Esta virtud de la humildad aparece, para nuestro ejemplo, en la figura de San Juan Bautista, que hoy nos trae el evangelio. Juan no era la luz, sino que daba testimonio de la luz. Fueron gentes importantes a preguntarle quién era y él declaró que no era un profeta, aunque su misión era hablar a favor de otro. Para esto se requiere mucha humildad o conocimiento de la realidad. Tanta humildad, que afirmaba no ser digno ni de “desatar la sandalia del Mesías”. Su mensaje era: “Preparad el camino”. Hoy, en las vísperas de la Navidad, también nos dice a nosotros que preparemos el camino. Para ello debemos estar en una especie de “desierto”, que significa un cierto silencio en nuestro interior. Hay muchos que en estos días navideños sólo quieren mucho ruido, mucha bulla externa; pero con ello no dejan que penetre el mensaje de Jesús.
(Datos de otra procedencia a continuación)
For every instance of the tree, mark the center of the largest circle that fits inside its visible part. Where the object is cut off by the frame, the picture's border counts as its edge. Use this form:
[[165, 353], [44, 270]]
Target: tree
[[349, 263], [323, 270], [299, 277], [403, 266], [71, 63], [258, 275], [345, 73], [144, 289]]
San Juan se parecía a los motoristas que van por delante de una carrera ciclista anunciando que la carrera ya viene. A la gente no le interesa mirar a los motoristas, sino sólo saber que ya vienen los ciclistas, que es lo que quieren ver. Así a veces nos quedamos sólo con los festejos externos de la Navidad y no atendemos para nada a aquel que realmente festejamos en la Navidad, que es Jesús, Dios hecho hombre.
Es lo que les decía el Bautista a aquellos sacerdotes y levitas: “En medio de vosotros hay uno que no conocéis”. ¡Cuántas veces se puede decir esto a muchos cristianos en la Navidad! En medio de tanto ruido y gasto no conocen al Redentor. Nos empeñamos a veces en ver tinieblas donde hay luz y esplendor. La Navidad es el mensaje de Dios, que se hace hombre por amor. Dios muestra su compasión y misericordia y nos enseña que, a pesar de los sufrimientos de esta vida, su mensaje es de optimismo y alegría para los que están dispuestos a acogerle en su corazón.